El Papa León XIV invita a redescubrir la Eucaristía como fuente de fe y misiónEn el Regina Caeli del Domingo de la Divina Misericordia, el Papa subraya el ejemplo de Tomás y llama a ser testigos de la Resurrección en un mundo que necesita paz.
Un encuentro que fortalece la fe
Desde la Plaza de San Pedro, el Papa León XIV presidió el rezo del Regina Caeli en el segundo domingo de Pascua, jornada dedicada a la Divina Misericordia, instituida por San Juan Pablo II.
En su reflexión, el Santo Padre centró su mensaje en el pasaje evangélico del apóstol Tomás (cf. Jn 20,19-31), destacando que el encuentro con Cristo resucitado ocurre en comunidad y a través de las huellas de su sacrificio. “¡Señor mío y Dios mío!”, recordó el Papa, señalando esta profesión como el culmen de la fe cristiana.
La fe se alimenta en la comunidad
El Pontífice reconoció que creer no siempre es fácil, pero insistió en que la fe necesita ser sostenida. En este sentido, subrayó la importancia del “octavo día”, es decir, el domingo, cuando los cristianos se reúnen para celebrar la Eucaristía.
Durante la Misa —explicó— los fieles escuchan la Palabra, oran, comparten en la caridad y se alimentan del Cuerpo y la Sangre de Cristo, siendo enviados luego como testigos de la Resurrección.

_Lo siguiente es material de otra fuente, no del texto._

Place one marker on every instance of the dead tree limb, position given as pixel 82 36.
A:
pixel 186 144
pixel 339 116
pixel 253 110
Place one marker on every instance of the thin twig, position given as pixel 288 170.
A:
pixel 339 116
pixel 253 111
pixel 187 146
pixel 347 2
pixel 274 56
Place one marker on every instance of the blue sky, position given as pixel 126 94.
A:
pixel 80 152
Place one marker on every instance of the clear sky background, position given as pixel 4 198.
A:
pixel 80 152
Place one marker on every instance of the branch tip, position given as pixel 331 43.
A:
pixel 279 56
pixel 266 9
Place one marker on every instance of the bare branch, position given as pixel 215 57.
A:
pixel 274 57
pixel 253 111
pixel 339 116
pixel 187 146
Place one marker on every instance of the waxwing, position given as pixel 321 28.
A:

La Eucaristía, centro de la vida cristiana
El Papa León XIV fue enfático al afirmar que la Eucaristía dominical es “indispensable” para la vida cristiana. Como ejemplo, recordó el testimonio de los mártires de Abitinia, quienes prefirieron morir antes que renunciar a celebrar el día del Señor.

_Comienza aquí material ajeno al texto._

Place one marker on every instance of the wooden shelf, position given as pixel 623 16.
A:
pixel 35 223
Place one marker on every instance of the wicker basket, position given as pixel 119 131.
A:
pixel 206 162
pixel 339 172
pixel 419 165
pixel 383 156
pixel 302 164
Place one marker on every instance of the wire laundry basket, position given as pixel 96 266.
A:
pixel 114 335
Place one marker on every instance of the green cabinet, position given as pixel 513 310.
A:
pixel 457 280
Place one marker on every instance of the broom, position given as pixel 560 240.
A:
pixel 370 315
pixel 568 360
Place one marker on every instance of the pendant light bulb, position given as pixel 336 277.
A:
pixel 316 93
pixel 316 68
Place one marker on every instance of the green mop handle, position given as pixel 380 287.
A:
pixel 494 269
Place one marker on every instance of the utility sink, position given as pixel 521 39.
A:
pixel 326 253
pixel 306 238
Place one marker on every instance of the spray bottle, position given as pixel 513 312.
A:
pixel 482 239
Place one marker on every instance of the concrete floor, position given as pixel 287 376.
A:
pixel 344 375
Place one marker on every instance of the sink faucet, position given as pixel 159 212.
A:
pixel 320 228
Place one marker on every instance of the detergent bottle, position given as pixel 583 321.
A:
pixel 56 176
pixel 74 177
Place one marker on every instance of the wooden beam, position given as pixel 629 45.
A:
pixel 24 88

Asimismo, destacó que en la Eucaristía los esfuerzos humanos se unen al sacrificio de Cristo, convirtiendo la vida cotidiana en parte del gran proyecto de salvación.
Llamado a ser testigos de la paz
En un mundo marcado por conflictos, el Santo Padre exhortó a los fieles a ser “testigos de la caridad y portadores de la reconciliación”. Señaló que, a través de la participación en la Eucaristía, las manos de los creyentes se transforman en “manos del Resucitado”, capaces de transmitir misericordia y paz.
Finalmente, encomendó este compromiso a la intercesión de la Virgen María, modelo de fe para todos los cristianos.
Rumbo a África
El Pontífice anunció además que iniciará un viaje apostólico al continente africano, recordando el testimonio de las primeras comunidades cristianas de esa región como ejemplo de fidelidad y entrega. Con este mensaje pascual, el Papa León XIV renovó su invitación a vivir la fe desde la Eucaristía, como encuentro transformador con Cristo resucitado y fuente de misión para el mundo.